Avril Mills, of High Street, Epping, lost her nine-year-old son Oliver to leukaemia in 1999 and set up The Dream Factory after being inspired by a wish he had to make children’s dreams come true when he grew up.

She was given an office to use in Hainault by South Eastern Electrical in 2008 and has since recruited 30 volunteers, who have just granted their 200th wish, a pink iPad, to a seven-year-old girl with a severe muscular condition.

The 54-year-old said: “We’re delighted to have granted 200 dreams.

“We started five years ago and had nothing and it’s nice to know we’ve managed to do this.”

Among the dreams the charity has made a reality have been flights on helicopters, play houses built in youngsters’ gardens so they can have their own space and meetings with stars including Lisa Marie Presley and wrestler Hulk Hogan.

Mrs Mills said: “The meet and greet dreams are the hardest because you have to have the connections.

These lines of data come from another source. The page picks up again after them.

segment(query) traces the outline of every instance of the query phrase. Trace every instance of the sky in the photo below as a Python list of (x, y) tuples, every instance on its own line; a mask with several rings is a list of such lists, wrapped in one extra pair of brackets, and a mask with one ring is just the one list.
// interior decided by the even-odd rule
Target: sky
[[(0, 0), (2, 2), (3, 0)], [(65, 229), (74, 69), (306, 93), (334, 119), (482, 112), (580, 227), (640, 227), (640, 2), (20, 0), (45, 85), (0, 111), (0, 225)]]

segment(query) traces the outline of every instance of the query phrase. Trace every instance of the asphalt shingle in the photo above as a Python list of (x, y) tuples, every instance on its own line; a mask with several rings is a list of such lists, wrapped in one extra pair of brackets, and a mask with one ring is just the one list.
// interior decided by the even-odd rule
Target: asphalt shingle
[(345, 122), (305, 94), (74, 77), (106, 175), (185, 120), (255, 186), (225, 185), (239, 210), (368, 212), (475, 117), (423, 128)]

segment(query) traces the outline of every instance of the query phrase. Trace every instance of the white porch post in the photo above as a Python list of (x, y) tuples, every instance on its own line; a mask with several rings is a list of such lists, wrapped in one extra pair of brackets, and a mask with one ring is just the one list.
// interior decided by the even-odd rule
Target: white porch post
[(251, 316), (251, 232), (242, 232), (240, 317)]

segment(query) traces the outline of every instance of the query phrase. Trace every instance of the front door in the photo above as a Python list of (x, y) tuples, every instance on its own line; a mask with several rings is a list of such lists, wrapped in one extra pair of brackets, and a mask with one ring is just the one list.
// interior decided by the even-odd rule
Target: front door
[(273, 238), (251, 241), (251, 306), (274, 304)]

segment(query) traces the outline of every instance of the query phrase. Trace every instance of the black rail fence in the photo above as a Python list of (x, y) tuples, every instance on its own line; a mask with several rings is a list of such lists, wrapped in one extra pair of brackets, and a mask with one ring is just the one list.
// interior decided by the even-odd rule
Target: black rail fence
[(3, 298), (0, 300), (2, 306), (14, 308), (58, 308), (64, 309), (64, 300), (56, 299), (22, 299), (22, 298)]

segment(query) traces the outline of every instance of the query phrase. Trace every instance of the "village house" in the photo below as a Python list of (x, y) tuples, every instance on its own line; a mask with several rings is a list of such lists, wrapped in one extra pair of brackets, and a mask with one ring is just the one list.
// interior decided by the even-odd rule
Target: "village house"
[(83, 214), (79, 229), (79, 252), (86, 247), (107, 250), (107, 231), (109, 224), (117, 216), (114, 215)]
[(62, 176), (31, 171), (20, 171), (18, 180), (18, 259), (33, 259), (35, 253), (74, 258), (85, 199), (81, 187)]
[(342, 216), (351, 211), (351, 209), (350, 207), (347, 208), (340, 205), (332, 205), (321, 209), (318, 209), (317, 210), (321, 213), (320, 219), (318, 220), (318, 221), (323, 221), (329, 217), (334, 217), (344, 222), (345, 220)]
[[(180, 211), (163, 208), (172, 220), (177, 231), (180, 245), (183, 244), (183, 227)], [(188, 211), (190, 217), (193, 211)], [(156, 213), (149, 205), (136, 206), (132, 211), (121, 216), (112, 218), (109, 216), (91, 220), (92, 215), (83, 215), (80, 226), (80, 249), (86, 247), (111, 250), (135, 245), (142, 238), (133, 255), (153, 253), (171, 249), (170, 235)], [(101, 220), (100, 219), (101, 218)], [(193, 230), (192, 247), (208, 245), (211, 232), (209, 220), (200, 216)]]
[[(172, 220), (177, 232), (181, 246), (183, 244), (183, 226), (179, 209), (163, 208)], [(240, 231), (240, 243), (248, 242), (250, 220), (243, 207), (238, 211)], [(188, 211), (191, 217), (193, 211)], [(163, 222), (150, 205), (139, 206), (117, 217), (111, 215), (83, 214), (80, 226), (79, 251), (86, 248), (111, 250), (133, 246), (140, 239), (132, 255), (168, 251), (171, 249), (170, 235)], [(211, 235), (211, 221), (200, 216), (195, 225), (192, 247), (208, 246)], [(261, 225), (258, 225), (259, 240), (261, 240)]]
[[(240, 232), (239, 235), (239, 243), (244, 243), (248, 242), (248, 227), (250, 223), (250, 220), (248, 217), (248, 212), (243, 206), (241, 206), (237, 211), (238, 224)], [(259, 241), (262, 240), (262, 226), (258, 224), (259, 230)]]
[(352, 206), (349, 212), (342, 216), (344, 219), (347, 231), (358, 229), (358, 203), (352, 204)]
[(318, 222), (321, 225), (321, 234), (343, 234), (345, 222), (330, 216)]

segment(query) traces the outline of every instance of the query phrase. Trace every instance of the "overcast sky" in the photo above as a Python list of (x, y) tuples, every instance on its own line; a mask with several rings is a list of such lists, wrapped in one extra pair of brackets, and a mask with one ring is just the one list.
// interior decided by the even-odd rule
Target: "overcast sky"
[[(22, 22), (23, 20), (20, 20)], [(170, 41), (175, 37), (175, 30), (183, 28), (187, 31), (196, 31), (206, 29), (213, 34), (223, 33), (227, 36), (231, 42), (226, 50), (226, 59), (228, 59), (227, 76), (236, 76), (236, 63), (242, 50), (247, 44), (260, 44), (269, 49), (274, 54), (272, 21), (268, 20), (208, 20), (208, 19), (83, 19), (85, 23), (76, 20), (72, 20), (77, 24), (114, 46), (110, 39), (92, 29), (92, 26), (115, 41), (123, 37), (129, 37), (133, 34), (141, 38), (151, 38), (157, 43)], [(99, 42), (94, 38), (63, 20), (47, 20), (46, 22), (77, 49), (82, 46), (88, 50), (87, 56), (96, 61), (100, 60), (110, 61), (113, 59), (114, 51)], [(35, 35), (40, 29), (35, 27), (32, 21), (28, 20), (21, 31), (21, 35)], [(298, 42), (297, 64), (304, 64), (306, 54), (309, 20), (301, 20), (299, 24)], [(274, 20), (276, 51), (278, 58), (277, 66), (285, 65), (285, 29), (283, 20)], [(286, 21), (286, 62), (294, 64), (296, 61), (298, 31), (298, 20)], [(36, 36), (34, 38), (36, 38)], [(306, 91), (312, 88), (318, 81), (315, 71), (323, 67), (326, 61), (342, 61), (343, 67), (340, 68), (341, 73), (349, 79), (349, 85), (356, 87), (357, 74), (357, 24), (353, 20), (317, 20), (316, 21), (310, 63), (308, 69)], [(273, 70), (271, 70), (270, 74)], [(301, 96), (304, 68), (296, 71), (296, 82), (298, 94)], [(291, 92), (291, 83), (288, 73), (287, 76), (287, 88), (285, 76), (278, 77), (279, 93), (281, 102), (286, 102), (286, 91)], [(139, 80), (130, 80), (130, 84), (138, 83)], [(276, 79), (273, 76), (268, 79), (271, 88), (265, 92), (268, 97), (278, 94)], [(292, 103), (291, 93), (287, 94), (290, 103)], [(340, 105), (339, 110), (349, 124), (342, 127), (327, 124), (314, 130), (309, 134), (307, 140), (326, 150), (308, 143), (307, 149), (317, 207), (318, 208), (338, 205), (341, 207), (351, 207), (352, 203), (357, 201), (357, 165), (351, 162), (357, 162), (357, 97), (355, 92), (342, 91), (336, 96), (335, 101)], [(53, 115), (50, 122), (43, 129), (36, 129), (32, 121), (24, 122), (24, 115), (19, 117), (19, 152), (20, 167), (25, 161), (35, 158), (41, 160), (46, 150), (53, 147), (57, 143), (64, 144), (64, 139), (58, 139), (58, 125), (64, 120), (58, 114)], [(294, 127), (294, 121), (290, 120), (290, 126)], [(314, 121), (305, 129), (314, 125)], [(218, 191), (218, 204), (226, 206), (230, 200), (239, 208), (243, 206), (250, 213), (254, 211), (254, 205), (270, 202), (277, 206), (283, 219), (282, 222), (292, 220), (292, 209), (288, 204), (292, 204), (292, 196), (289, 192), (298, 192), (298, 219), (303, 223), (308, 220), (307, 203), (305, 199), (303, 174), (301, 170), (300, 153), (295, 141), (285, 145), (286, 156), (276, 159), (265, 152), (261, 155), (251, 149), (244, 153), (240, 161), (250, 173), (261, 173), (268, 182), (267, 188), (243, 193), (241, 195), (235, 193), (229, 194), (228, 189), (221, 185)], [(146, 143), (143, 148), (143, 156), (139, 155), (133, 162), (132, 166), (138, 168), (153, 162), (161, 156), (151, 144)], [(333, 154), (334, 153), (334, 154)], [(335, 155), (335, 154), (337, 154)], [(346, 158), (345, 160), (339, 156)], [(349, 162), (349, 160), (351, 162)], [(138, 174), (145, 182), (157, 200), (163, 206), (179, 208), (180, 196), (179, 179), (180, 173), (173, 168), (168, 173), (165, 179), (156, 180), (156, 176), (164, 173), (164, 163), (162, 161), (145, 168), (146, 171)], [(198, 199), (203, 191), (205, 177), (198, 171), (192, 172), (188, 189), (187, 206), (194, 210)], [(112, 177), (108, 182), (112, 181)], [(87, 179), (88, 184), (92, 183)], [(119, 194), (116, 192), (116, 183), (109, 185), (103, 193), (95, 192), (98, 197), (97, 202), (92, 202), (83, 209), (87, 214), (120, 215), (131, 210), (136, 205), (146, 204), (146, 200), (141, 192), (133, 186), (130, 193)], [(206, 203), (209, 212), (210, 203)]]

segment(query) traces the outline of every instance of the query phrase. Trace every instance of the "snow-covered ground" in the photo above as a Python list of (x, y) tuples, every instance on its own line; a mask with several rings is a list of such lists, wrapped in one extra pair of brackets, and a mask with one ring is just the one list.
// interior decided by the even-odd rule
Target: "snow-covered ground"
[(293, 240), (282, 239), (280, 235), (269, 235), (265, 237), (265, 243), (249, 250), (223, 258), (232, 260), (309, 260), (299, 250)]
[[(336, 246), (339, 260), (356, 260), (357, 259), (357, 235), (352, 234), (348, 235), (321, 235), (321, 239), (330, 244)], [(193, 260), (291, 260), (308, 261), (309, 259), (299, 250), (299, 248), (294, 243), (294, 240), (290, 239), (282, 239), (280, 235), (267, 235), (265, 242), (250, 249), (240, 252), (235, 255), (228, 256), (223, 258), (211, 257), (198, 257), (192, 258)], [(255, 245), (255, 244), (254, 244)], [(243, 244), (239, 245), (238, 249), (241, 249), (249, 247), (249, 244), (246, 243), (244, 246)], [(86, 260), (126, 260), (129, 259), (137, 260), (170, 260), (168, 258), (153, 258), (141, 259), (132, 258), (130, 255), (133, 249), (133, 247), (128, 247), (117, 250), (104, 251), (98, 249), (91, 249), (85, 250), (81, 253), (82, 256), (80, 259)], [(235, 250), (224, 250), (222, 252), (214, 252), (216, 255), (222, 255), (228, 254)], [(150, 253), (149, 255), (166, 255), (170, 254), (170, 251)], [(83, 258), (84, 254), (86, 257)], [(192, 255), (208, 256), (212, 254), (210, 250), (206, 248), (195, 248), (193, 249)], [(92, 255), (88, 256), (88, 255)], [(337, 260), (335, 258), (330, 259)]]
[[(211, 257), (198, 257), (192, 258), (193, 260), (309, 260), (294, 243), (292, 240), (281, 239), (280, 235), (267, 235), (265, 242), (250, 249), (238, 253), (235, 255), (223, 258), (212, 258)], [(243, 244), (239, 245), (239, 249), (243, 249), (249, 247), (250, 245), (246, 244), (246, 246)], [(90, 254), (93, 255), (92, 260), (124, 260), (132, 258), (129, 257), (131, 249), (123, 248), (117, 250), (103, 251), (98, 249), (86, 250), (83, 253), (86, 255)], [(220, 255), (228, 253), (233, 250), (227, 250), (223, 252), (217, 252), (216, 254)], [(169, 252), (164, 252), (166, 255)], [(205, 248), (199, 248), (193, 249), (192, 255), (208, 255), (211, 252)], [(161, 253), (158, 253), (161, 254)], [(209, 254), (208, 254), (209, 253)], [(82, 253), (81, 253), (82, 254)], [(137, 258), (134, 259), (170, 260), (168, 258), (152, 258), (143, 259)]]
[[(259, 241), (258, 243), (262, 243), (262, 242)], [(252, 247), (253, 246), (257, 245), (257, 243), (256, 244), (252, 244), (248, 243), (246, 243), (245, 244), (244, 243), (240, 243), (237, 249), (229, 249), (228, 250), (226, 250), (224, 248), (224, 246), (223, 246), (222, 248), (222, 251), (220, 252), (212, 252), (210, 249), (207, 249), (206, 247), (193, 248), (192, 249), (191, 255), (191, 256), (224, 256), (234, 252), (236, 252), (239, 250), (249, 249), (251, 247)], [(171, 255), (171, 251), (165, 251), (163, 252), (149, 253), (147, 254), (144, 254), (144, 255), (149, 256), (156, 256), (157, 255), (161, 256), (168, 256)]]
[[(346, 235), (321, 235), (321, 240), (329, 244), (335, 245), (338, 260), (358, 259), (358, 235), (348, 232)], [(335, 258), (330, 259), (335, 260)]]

“Our dream-makers will get on the phone and go out and drive people mad until we can find that person.”

She said the charity helped families affected by long-term illness by providing a change from the hospitals many spend so much time in.

“When you lose a child, it affects the whole family and with an ill child, parents go through so much,” she added. “We try and create a good time they can remember forever.”

Among her supporters are actor Ray Winstone and MP Iain Duncan Smith and her two children, 25-year-old Emma and Joshua, 19, help out when they can.

“They’re both going to do their own thing, but they volunteer when they can,” she said. “I’m very proud of them.

“Now I want to grant 200 more wishes.”